British scientists have discovered 110 genes which raise the risk of breast cancer, in a major breakthrough which paves the way for new treatments.
The study, the most comprehensive investigation ever conducted into the genetics of breast cancer, used pioneering techniques to create maps of a woman’s DNA.
Previously researchers only knew of a few genetic mutations which could raise breast cancer risk.
The most famous of these – the BRCA gene mutation famously carried by Angelina Jolie – was discovered in London and Cambridge more than 20 years ago.
That discovery paved the way for the first personalised cancer medicines, which tailors drugs to a woman’s genetics.
Now a team at the Institute of Cancer Research in London – which was heavily involved in the BRCA discovery – has found 110 more genes that increase a woman’s risk.
The researchers, whose work was published in the Nature Communications scientific journal, said this will provide a huge range of new targets for drug development.
Study leader Dr Olivia Fletcher said: ‘Our study took the high-level maps of breast cancer risk regions and used them to pull out specific genes that seem to be associated with the disease.

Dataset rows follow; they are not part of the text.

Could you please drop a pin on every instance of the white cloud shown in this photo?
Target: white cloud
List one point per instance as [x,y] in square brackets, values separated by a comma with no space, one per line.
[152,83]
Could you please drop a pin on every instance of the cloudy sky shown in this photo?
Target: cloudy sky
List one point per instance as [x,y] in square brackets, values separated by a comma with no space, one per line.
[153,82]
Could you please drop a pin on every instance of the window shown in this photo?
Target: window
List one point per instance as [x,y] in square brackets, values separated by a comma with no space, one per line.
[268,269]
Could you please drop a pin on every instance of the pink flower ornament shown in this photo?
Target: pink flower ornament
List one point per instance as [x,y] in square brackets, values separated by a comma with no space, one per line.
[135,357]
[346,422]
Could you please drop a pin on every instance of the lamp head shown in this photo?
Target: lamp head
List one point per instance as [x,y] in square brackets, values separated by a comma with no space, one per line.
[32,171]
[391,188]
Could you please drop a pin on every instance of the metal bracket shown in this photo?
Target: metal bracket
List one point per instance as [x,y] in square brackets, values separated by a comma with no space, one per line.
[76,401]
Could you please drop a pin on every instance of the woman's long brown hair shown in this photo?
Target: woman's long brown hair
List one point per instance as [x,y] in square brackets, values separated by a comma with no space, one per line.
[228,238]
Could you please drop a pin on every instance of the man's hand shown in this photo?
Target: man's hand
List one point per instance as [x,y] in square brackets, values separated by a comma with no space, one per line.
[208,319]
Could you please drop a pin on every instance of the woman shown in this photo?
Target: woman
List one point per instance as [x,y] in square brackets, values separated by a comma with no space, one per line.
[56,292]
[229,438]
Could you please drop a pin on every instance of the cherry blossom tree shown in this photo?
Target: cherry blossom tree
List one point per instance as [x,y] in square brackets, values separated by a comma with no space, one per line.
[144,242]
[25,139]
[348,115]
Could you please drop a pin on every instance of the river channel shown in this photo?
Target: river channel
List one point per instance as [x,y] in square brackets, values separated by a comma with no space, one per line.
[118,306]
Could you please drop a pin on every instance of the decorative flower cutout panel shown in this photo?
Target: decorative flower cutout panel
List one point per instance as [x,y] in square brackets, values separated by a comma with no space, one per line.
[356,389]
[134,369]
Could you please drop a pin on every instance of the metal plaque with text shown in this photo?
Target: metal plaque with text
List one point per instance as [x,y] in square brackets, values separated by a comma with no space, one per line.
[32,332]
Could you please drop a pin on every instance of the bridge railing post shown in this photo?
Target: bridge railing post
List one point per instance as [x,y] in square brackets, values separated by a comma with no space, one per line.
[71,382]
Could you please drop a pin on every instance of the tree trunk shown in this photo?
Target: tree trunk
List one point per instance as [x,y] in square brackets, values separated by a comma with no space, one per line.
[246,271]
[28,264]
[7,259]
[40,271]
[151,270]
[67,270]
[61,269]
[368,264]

‘Ultimately, our study could pave the way for new genetic tests to predict a woman’s risk, or new types of targeted treatment.’
The team found that certain genes responsible for breast cancer had remained hidden from scientists because they were interacting with genes in a completely different part of the body’s genetic code.
This process – called ‘DNA looping’ – meant it was hard to see which genes were responsible,
The researchers created a tool called Capture Hi-C to study and map these interactions.
Dr Fletcher said: ‘We studied how DNA forms loops to allow physical interactions between a DNA sequence in one part of the genome and a risk gene in another.’
‘Identifying these new genes will help us to understand in much greater detail the genetics of breast cancer risk.’
Baroness Delyth Morgan, chief executive at Breast Cancer Now, which funded the study, said: ‘These are really important findings.
‘We urgently need to unravel how the genetic changes in the building blocks of our DNA influence a woman’s risk of breast cancer, and this study adds another vital piece to this jigsaw.
‘More women are now being diagnosed with breast cancer than ever before, and these crucial findings could ultimately help us more accurately predict who is most at risk and develop new targeted treatments.’
Professor Paul Workman, chief executive of the Institute of Cancer Research added: ‘In the future, a better understanding of the genes identified in this study could lead to the discovery of new targeted drugs, or new strategies to improve diagnosis or prevention of the disease.
‘Large-scale genomic studies have been instrumental in associating areas of our DNA with an increased risk of breast cancer.
‘This study brings these regions of DNA into sharper focus, uncovering a treasure trove of genes that can now be investigated in more detail.’